Olefin hydrophosphanation is an attractive route for the atom-economical synthesis of functionalized phosphanes. This reaction involves the formation of P–C and H–C bonds. Thus, complexes that contain both hydrido and phosphanido functionalities are of great interest for the development of effective and fast catalysts. Herein, we showcase the excellent activity of one of them, [Rh­(Tp)­H­(PMe3)­(PPh2)] (1), in the hydrophosphanation of a wide range of olefins. In addition to the required nucleophilicity of the phosphanido moiety to accomplish the P–C bond formation, the key role of the hydride ligand in 1 has been disclosed by both experimental results and DFT calculations. An additional Rh–H···C stabilization in some intermediates or transition states favors the hydrogen transfer reaction from rhodium to carbon to form the H–C bond. Further support for our proposal arises from the poor activity exhibited by the related chloride complex [Rh­(Tp)­Cl­(PMe3)­(PPh2)] as well as from stoichiometric and kinetic studies.

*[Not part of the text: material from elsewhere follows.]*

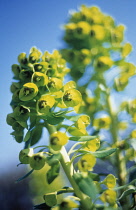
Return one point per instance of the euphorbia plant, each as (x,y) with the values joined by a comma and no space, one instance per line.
(42,100)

烯烃氢膦化反应（hydrophosphanation）是实现官能化膦烷原子经济性合成的极具吸引力的路径。该反应涉及P-C键与H-C键的构建。因此，同时包含氢基（hydrido）与膦阴离子基（phosphanido）官能团的金属配合物，对于开发高效快速的催化剂具有重要研究价值。本文中，我们展示了其中一种配合物——[Rh(Tp)H(PMe3)(PPh2)] (1)——在多种烯烃的氢膦化反应中展现出的优异催化活性。除了膦阴离子基片段所需的亲核性可促成P-C键的形成之外，配合物1中氢配体的关键作用已通过实验结果与密度泛函理论（Density Functional Theory，DFT）计算得以阐明。部分中间体与过渡态中存在的额外Rh-H···C稳定作用，可促进氢从铑向碳原子的转移反应，进而完成H-C键的构建。相关氯化物配合物[Rh(Tp)Cl(PMe3)(PPh2)]所表现出的极低催化活性，以及化学计量与动力学研究结果，进一步佐证了我们的推论。